Sunday, November 4, 2018

From the Rental Vault: St. Elmo's Fire (1985)

I have a small soft spot of nostalgia for Joel Schumacher's "Brat Pack" outing, the ensemble picture St. Elmo's Fire. Following on the heels of the Baby Boomer's The Big Chill in 1983 and the high school introspection from earlier in 1985, The Breakfast Club, Fire seemed like it was the movie talking about people closer to my age at the time (The irony there being that stars Emilio Estevez, Judd Nelson and Ally Sheedy played in both Breakfast Club and Fire, aging some four or five years in the span of four months). The seven friends shown in the movie have just graduated college and are starting out in the workforce and adult life, with varying degrees of success.

But real life, it turns out, is complicated, and the safety net provided by the college environment is nowhere to be found out in that world. Party man Billy (Rob Lowe) finds that no one hires for those skills, which is even worse when you are married with a child. Alec (Nelson) and Leslie (Sheedy) see that living together may not be just a step along the path to marriage -- especially when Alec has a somewhat different understanding of monogamy -- and Kevin (Andrew McCarthy) discovers that just because your longtime crush breaks up with her longtime beau doesn't mean she wants to start something with you. Kirby (Estevez) will come to know that there are some good questions to ask the fair maid you've worshiped from afar, like "Do you have a boyfriend already?" Jules (Demi Moore) will learn that an affair with your married boss will not give you job security and that credit card debt is not an ideal fiscal foundation. Wendy (Mare Winningham) seems to discover that asserting yourself and creating your own life can involve finally consummating a relationship with the bad boy she's always fantasized about, but since he's planning on moving away and the movie ends right afterwards, it's kind of hard to say that's any sort of progress.

The script, by Schumacher and Carl Kurlander, is not really any kind of straight narrative as much as a series of snapshot vignettes. But the way the characters interact in those vignettes suggests there is supposed to be some kind of story arc, which means Schumacher and Kurlander's script is just not any good at pulling it off. The two or three crisis moments that are supposed to set up a resolution ring false, and the real problem is that with one or two exceptions, the whole group is a bunch of jerks. The major life lessons that they are supposed to acquire come with a healthy helping of "Duh, you idiot," and the talented cast has so little to work with it's tough to feel good for them when they finally take their Big Step Forward into Grown-Up Life. Especially since for several of them Grown-Up Life seems to still be pretty solidly adolescent.

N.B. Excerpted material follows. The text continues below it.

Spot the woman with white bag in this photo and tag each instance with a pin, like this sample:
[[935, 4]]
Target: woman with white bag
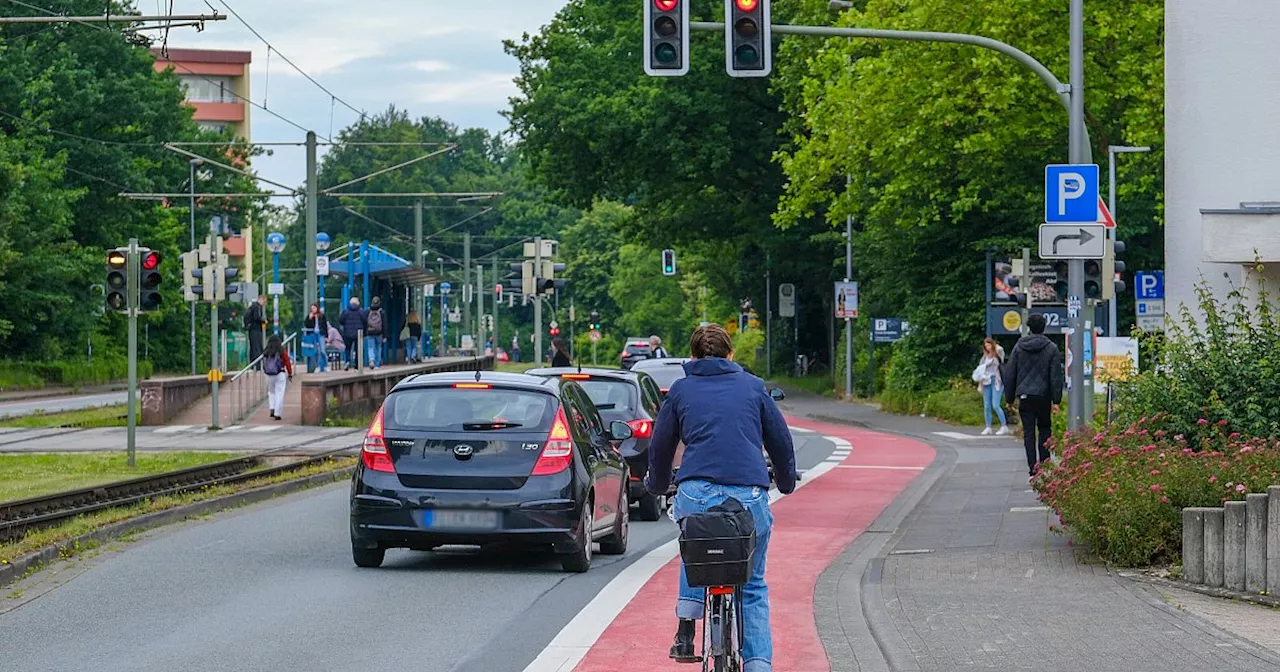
[[990, 384]]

As I said, I have a couple of nostalgic soft spots for Fire. In addition to remembering it "finally" as a movie about folks in my own age and experience bracket, I resonated a little with McCarthy's character, a fledgling reporter dealing with an unrequited crush on one of his best friends (Although Schumacher and Kurlander's breakthrough event for him was pure fantasy -- the Washington Post is not going to give column inches to a 22-year old to write a piece called "The Meaning of Life").

But it's a lousy movie from stem to stern, nostalgia notwithstanding. Had it not come out only four months after The Breakfast Club it would have been seen as a clear attempt to capitalize on that movie's success, but the truth is that ensemble coming-of-age stories are not uncommon. It's just that Schumacher and Kurlander are nowhere near as talented as Lawrence Kasdan (Chill) and John Hughes (Club). Columbia Studio execs may have thought they were getting a younger version of their Big Chill smash, but they would up with a clumsy mess that is far better remembered from across a span of years than watched in real time.

2 comments:

Anonymous said...

The theme song is pretty good, though.

Friar said...

Yeah, it's catchy. I'll leave it on if I hear it on the radio.